E sapendo come funziona la circolazione delle notizie su Internet, e non solo, non c’è da stupirsi che le dichiarazioni di personaggi famosi come la regina del talk show Oprah Winfrey o il tennista Novak Djokovic, entrambi nemici acerrimi del glutine, abbiano maggiore peso del commento preoccupato di Daniel Leffler, direttore di ricerca presso il Celiac Center del Beth Israel Deaconess Medicai Center di Boston, che a proposito dell’esplosione del gluten-free ha parlato di paradosso: «La maggior parte delle persone che mangiano alimenti privi di glutine non sono celiaci e la maggior parte dei celiaci, non sapendo di esserlo, continuano ad assumere alimenti che contengono glutine».
Pochi si rassegnano all’idea che la medicina è una scienza che procede quasi a tentoni, accumulando ed elaborando dati, senza distribuire ricette magiche. La dimostrazione, in questo contesto, la danno gli studi più recenti sulla gluten sensitivity, che ne attestano l’esistenza, ma esprimono grande cautela sia sulle caratteristiche della patologia, sia sulla sua effettiva diffusione (c’è chi parla di 1 o 1,5 per cento sul totale della popolazione, con percentuali quindi simili a quelle della celiachia, e chi azzarda un 6 o 7 per cento), sia infine sulle sue reali cause.

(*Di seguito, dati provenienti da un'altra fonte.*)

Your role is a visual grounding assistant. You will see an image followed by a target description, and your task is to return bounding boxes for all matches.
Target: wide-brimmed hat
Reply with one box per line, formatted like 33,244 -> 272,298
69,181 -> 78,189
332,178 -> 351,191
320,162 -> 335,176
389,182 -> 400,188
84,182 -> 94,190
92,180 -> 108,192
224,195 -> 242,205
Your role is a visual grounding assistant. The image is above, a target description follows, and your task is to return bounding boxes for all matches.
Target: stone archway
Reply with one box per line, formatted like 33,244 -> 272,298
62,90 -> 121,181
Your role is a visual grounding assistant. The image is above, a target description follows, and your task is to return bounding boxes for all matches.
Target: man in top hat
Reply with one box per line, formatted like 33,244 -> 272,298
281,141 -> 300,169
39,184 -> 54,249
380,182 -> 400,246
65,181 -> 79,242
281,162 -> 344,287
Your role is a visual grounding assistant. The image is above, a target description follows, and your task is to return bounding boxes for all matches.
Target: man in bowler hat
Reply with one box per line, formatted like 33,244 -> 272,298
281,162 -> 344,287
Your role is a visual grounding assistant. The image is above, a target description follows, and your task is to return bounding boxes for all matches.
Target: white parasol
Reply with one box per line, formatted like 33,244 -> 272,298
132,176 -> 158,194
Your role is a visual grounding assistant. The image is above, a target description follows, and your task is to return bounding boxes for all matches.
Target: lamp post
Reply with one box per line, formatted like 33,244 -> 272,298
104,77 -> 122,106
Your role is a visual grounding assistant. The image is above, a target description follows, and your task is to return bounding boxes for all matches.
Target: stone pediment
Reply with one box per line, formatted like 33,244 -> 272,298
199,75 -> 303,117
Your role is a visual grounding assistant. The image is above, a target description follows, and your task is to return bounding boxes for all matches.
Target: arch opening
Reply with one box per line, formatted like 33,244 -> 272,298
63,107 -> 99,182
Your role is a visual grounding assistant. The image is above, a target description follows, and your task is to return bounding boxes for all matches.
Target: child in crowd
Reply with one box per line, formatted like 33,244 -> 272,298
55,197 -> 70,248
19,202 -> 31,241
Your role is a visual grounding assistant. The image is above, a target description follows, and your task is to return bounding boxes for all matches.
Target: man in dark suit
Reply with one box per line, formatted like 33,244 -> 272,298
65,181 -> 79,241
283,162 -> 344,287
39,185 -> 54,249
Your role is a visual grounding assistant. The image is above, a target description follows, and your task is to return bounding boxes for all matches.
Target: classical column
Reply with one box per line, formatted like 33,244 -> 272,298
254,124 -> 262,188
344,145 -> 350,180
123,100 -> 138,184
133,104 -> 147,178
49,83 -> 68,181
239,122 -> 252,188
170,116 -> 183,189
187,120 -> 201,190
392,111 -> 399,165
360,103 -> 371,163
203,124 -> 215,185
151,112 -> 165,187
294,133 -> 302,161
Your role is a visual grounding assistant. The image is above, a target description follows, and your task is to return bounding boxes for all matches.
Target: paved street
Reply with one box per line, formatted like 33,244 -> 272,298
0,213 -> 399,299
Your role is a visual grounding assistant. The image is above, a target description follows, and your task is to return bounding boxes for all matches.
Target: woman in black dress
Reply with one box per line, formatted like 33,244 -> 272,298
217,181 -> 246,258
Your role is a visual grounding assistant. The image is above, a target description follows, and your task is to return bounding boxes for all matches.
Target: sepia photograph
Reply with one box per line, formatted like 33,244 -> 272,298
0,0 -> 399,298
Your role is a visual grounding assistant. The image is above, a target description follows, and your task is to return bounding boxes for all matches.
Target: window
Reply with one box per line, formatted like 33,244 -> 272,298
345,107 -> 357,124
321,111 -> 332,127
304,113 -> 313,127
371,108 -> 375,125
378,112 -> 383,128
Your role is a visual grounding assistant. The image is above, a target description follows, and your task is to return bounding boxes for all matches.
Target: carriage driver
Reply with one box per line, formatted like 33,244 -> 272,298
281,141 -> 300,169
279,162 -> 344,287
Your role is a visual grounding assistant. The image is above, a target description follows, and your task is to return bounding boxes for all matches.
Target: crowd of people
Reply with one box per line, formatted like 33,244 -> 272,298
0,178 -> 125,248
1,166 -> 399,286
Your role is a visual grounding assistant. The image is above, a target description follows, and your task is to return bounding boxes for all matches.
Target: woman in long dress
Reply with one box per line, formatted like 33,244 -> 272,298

I risultati di una ricerca condotta presso l’università di Palermo e l’ospedale di Sciacca “in doppio cieco controllato con placebo” (cioè senza che né i medici né i malati sapessero cosa stavano somministrando e assumendo) parlano di «una condizione clinica eterogenea, che comprende diversi sotto-gruppi di pazienti, con differenti storie e caratteristiche cliniche» ed evidenziano che l’uso del grano per l’esperimento fa sì che si aprano dubbi sulla effettiva colpevolezza del glutine, poiché «altre componenti del frumento, come fruttani e carboidrati scarsamente assorbibili» potrebbero essere responsabili di questa “sensibilità”. E a simili conclusioni sono arrivati i ricercatori australiani Peter Gibson e Jessica Biesiekierski, pionieri in questo campo, secondo i quali è necessario allargare il campo e studiare gli effetti negativi dei Fodmap, acronimo che sta per “Fermentabili Oligo-, Di- e Mono-saccaridi e Polioli”, serie di carboidrati a corta catena (lattosio, fruttani, fruttosio, galattani e polialcoli.
Insomma, anche se il business degli spaghetti a base di quinoa venduti a carissimo prezzo va alla grande, già si profila il momento - come hanno intuito McCarthy e Campbell - che le colpe del glutine verranno circoscritte e ridimensionate. Ma c’è da scommettere che il pendolo riprenderà la sua corsa e tutti coloro che sono in cerca dell’elisir di lunga vita (e soprattutto di quel “centro di gravità permanente” di cui cantava più di trent’anni fa Franco Battiato) avranno a disposizione un’altra ricetta miracolosa alla quale affidarsi.